Competitiveness in the 21st century often requires more than just low taxes and minimal regulation; it requires smart, targeted industrial policy to keep pace with global rivals. Gary Ng, a senior economist at Natixis, makes a compelling point that many governments worldwide are stepping up their involvement in industry, so Hong Kong is arguably just evolving to stay relevant in a more protectionist world. The real test will be the government’s actual ability to choose the right direction for the city and execute it without stifling the organic innovation that comes from a bottom-up market. While it is true that many things we see moving forward may not be as fully market-driven as before, the hope is that consistent, long-term policy will provide a more predictable landscape for international investors who value stability. If the administration can successfully marry a proactive government role with an efficient market, they might find a middle ground that maintains the city’s status as a top-tier international financial center despite the increased state influence.

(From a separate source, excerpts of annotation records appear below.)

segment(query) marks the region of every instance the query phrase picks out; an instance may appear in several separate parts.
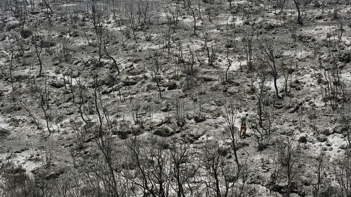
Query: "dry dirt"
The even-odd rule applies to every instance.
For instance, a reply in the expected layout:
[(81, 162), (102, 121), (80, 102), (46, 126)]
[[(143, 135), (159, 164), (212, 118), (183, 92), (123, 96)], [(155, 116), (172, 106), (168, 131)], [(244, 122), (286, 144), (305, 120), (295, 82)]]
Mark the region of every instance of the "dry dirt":
[[(102, 130), (111, 132), (116, 152), (126, 148), (126, 140), (135, 135), (146, 147), (149, 143), (145, 141), (156, 135), (159, 140), (176, 147), (185, 142), (190, 147), (188, 154), (193, 156), (189, 162), (194, 163), (201, 163), (198, 161), (203, 156), (201, 147), (216, 142), (219, 148), (226, 150), (223, 156), (225, 162), (234, 164), (228, 123), (221, 113), (231, 107), (228, 103), (232, 99), (238, 105), (233, 121), (236, 136), (241, 116), (249, 114), (245, 137), (234, 139), (240, 162), (250, 169), (244, 184), (256, 191), (246, 196), (329, 196), (326, 192), (321, 194), (322, 189), (313, 188), (318, 185), (316, 169), (321, 163), (320, 187), (343, 187), (336, 176), (349, 148), (351, 5), (348, 1), (301, 1), (301, 24), (297, 24), (292, 0), (286, 2), (282, 11), (273, 4), (282, 1), (269, 1), (269, 7), (267, 1), (250, 1), (251, 6), (260, 9), (256, 18), (251, 16), (247, 25), (240, 17), (242, 11), (232, 9), (229, 1), (201, 1), (199, 6), (198, 1), (193, 1), (190, 7), (196, 19), (194, 35), (192, 12), (185, 1), (147, 1), (150, 10), (145, 24), (142, 15), (138, 21), (137, 6), (146, 1), (128, 2), (133, 5), (137, 43), (130, 13), (126, 11), (126, 1), (115, 1), (118, 8), (116, 18), (112, 11), (104, 13), (110, 15), (102, 19), (101, 28), (104, 36), (109, 37), (102, 40), (94, 28), (91, 7), (87, 7), (86, 2), (53, 1), (52, 11), (42, 2), (34, 2), (34, 6), (25, 6), (27, 13), (22, 26), (22, 16), (15, 15), (9, 9), (13, 7), (9, 1), (5, 1), (6, 5), (0, 9), (0, 178), (3, 180), (21, 171), (29, 175), (43, 172), (47, 181), (66, 173), (81, 172), (81, 165), (75, 166), (74, 160), (82, 162), (87, 156), (94, 157), (99, 152), (99, 141), (102, 140), (100, 135), (107, 135), (99, 133), (99, 114)], [(245, 2), (231, 4), (235, 6)], [(102, 10), (106, 3), (97, 5)], [(177, 26), (173, 23), (169, 26), (164, 11), (177, 6), (180, 13)], [(243, 38), (253, 26), (250, 69), (244, 47), (247, 41)], [(30, 35), (21, 35), (22, 27)], [(211, 34), (210, 53), (216, 50), (212, 65), (204, 39), (206, 34)], [(46, 44), (40, 55), (42, 70), (39, 76), (35, 46), (40, 38)], [(277, 86), (282, 99), (276, 96), (273, 72), (268, 65), (272, 62), (265, 61), (262, 53), (267, 48), (260, 47), (260, 43), (264, 45), (267, 41), (274, 43)], [(120, 74), (104, 46), (116, 60)], [(193, 73), (189, 74), (186, 67), (191, 64), (192, 53), (195, 56)], [(178, 58), (181, 55), (183, 59)], [(230, 81), (223, 81), (220, 76), (229, 60)], [(156, 72), (153, 69), (157, 69), (157, 64), (159, 70), (154, 80)], [(284, 74), (288, 75), (286, 91)], [(264, 89), (260, 91), (263, 84)], [(328, 96), (332, 91), (338, 91), (337, 98)], [(261, 115), (264, 129), (258, 127), (256, 130), (260, 116), (258, 93), (262, 93), (265, 106)], [(184, 105), (179, 110), (185, 120), (182, 127), (176, 122), (177, 103)], [(135, 123), (137, 120), (139, 123)], [(184, 136), (192, 140), (185, 141)], [(258, 141), (262, 138), (267, 143), (260, 151)], [(292, 144), (292, 150), (297, 149), (292, 154), (296, 159), (292, 164), (292, 173), (296, 175), (292, 180), (297, 186), (287, 194), (288, 177), (279, 158), (279, 146), (286, 143)], [(322, 158), (319, 163), (318, 158)], [(280, 179), (279, 179), (277, 186), (272, 187), (270, 183), (277, 169), (281, 170), (277, 174)], [(201, 176), (198, 177), (205, 177)], [(139, 191), (135, 195), (142, 196), (142, 188), (136, 186)], [(200, 188), (207, 191), (204, 186)], [(339, 195), (338, 192), (332, 195)], [(201, 195), (210, 195), (204, 192)]]

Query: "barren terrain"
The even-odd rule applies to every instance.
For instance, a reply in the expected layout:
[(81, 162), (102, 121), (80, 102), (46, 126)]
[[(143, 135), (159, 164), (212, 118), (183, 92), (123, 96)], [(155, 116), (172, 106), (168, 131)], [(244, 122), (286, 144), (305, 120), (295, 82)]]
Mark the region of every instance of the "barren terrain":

What is your forecast for Hong Kong?
I anticipate that by the time we reach 2030, the distinction between Hong Kong’s economic governance and that of the mainland will be significantly blurred, yet the city will manage to retain its unique legal and financial infrastructure to remain useful to global investors. We will likely see the Northern Metropolis becoming a primary engine for growth, successfully drawing in a new generation of tech talent who view the border with Shenzhen as a bridge rather than a barrier. The success of this inaugural five-year plan depends heavily on how well the city can market its new “hybrid” model to a skeptical West, emphasizing institutional stability over political intervention. If the government can hit its targets for the Greater Bay Area integration while maintaining its free-flow of capital, Hong Kong will likely emerge as the administrative brain of a global mega-region, even if its old reputation for laissez-faire economics becomes a relic of the past.